Traditional routing software is made as a one process program which provides all of the routing protocol functionalities. Zebra takes a different approach. It is made from a collection of several daemons that work together to build the routing table. There may be several protocol-specific routing daemons and zebra the kernel routing manager.
The ripd
daemon handles the RIP protocol, while
ospfd
is a daemon which supports OSPF version 2.
bgpd
supports the BGP-4 protocol. For changing the kernel
routing table and for redistribution of routes between different routing
protocols, there is a kernel routing table manager zebra
daemon. It is easy to add a new routing protocol daemons to the entire
routing system without affecting any other software. You need to run only
the protocol daemon associated with routing protocols in use. Thus,
user may run a specific daemon and send routing reports to a central
routing console.
There is no need for these daemons to be running on the same machine. You can even run several same protocol daemons on the same machine. This architecture creates new possibilities for the routing system.
+----+ +----+ +-----+ +-----+ |bgpd| |ripd| |ospfd| |zebra| +----+ +----+ +-----+ +-----+ | +---------------------------|--+ | v | | UNIX Kernel routing table | | | +------------------------------+ Zebra System Architecture
Multi-process architecture brings extensibility, modularity and
maintainability. At the same time it also brings many configuration
files and terminal interfaces. Each daemon has it's own configuration
file and terminal interface. When you configure a static route, it must
be done in zebra
configuration file.

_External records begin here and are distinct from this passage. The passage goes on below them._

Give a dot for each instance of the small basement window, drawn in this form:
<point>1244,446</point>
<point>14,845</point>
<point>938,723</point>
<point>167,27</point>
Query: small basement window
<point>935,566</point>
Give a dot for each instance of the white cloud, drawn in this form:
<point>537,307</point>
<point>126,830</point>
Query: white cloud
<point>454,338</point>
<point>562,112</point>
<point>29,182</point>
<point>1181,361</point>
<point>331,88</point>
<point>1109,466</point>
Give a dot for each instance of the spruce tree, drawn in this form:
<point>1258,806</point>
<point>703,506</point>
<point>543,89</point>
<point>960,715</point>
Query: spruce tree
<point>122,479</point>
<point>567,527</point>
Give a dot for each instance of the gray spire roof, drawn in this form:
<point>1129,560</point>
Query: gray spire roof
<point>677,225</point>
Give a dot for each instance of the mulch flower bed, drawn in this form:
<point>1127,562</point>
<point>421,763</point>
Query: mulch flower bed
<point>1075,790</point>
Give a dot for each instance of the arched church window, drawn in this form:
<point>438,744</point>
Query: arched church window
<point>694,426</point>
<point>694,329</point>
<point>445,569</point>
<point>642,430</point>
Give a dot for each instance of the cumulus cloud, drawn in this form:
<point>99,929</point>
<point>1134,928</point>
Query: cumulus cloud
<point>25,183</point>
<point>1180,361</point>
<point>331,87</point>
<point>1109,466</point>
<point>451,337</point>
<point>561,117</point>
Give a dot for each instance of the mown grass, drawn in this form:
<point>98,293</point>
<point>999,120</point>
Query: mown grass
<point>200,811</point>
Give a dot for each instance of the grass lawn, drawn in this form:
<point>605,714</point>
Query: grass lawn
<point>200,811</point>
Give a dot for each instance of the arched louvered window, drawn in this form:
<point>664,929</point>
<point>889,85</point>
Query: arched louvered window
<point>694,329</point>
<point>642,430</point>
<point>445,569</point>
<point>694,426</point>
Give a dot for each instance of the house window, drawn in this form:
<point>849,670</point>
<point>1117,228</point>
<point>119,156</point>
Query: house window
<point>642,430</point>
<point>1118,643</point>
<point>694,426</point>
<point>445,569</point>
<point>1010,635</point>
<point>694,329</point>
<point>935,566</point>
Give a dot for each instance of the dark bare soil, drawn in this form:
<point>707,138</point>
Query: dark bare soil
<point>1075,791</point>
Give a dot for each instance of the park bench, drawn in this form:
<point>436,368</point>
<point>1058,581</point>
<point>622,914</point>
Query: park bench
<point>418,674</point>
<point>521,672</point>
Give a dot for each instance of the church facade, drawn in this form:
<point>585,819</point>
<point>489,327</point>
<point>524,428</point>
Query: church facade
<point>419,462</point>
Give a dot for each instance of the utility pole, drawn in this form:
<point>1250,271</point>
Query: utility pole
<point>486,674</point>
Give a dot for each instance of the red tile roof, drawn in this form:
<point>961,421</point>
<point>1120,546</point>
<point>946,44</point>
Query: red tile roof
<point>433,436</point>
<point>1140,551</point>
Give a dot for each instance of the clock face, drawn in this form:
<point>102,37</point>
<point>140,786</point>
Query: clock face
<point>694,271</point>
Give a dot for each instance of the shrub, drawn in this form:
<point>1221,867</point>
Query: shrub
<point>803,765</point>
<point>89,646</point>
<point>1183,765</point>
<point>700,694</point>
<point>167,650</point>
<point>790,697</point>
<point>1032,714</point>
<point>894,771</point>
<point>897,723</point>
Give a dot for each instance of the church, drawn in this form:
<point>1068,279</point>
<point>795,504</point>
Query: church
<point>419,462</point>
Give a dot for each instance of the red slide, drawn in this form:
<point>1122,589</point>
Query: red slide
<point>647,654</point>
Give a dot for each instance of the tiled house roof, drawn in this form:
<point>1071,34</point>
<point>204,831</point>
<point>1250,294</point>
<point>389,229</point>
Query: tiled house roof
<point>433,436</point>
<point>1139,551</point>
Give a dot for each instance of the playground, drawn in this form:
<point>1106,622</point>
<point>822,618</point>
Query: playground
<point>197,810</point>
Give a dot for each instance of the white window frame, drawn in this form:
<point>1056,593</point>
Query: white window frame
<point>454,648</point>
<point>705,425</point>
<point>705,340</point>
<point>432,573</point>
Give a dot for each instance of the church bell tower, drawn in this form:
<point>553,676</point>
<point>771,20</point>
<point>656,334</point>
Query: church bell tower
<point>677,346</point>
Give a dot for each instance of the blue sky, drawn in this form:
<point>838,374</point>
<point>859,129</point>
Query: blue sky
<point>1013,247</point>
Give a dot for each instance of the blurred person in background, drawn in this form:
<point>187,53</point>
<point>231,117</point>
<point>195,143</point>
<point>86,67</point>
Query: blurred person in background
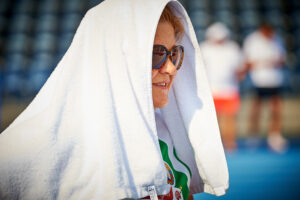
<point>124,115</point>
<point>223,61</point>
<point>264,56</point>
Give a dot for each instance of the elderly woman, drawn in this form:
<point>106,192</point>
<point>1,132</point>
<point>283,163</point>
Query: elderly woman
<point>105,127</point>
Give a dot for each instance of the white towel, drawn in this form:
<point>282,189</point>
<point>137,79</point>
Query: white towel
<point>90,132</point>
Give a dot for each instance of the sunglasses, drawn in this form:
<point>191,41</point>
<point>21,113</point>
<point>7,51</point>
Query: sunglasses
<point>161,53</point>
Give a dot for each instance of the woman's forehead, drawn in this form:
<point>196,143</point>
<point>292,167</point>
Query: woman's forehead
<point>165,35</point>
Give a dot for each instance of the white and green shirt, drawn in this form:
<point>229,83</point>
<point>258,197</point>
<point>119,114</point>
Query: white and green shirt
<point>179,174</point>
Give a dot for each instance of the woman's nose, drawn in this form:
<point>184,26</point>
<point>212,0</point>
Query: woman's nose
<point>168,67</point>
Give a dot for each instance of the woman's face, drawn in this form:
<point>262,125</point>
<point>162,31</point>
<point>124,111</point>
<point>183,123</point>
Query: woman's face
<point>162,79</point>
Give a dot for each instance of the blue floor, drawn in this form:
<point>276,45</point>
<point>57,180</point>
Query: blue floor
<point>262,174</point>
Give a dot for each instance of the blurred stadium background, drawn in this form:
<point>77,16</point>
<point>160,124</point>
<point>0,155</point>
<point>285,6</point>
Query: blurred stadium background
<point>35,34</point>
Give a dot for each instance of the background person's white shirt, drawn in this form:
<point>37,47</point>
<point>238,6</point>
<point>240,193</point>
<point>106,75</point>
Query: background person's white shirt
<point>265,55</point>
<point>222,62</point>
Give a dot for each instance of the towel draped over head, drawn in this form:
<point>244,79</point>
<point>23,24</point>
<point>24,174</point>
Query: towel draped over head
<point>90,132</point>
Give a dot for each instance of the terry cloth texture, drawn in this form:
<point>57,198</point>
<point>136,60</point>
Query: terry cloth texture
<point>90,132</point>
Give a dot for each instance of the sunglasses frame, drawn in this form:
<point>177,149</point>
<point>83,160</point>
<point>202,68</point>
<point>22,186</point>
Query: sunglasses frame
<point>169,54</point>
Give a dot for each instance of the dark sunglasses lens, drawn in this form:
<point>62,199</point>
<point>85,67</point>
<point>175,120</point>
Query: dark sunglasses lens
<point>177,54</point>
<point>158,56</point>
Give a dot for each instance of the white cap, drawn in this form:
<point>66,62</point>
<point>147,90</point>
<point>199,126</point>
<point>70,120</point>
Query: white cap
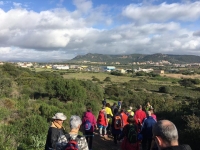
<point>59,116</point>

When you configure BGP
network it must be done in bgpd
configuration file. This can be a
very annoying thing. To resolve the problem, Zebra provides integrated
user interface shell called vtysh
. vtysh
connects to
each daemon with UNIX domain socket and then works as a proxy for user input.
Zebra was planned to use multi-threaded mechanism when it runs with a
kernel that supports multi-threads. But at the moment, the thread
library which comes with GNU/Linux or FreeBSD has some problems with
running reliable services such as routing software, so we don't use
threads at all. Instead we use the select(2)
system call for
multiplexing the events.
When zebra
runs under a GNU Hurd kernel it will act as a
kernel routing table itself. Under GNU Hurd, all TCP/IP services are
provided by user processes called pfinet
. Zebra will provide
all the routing selection mechanisms for the process. This feature will
be implemented when GNU Hurd becomes stable.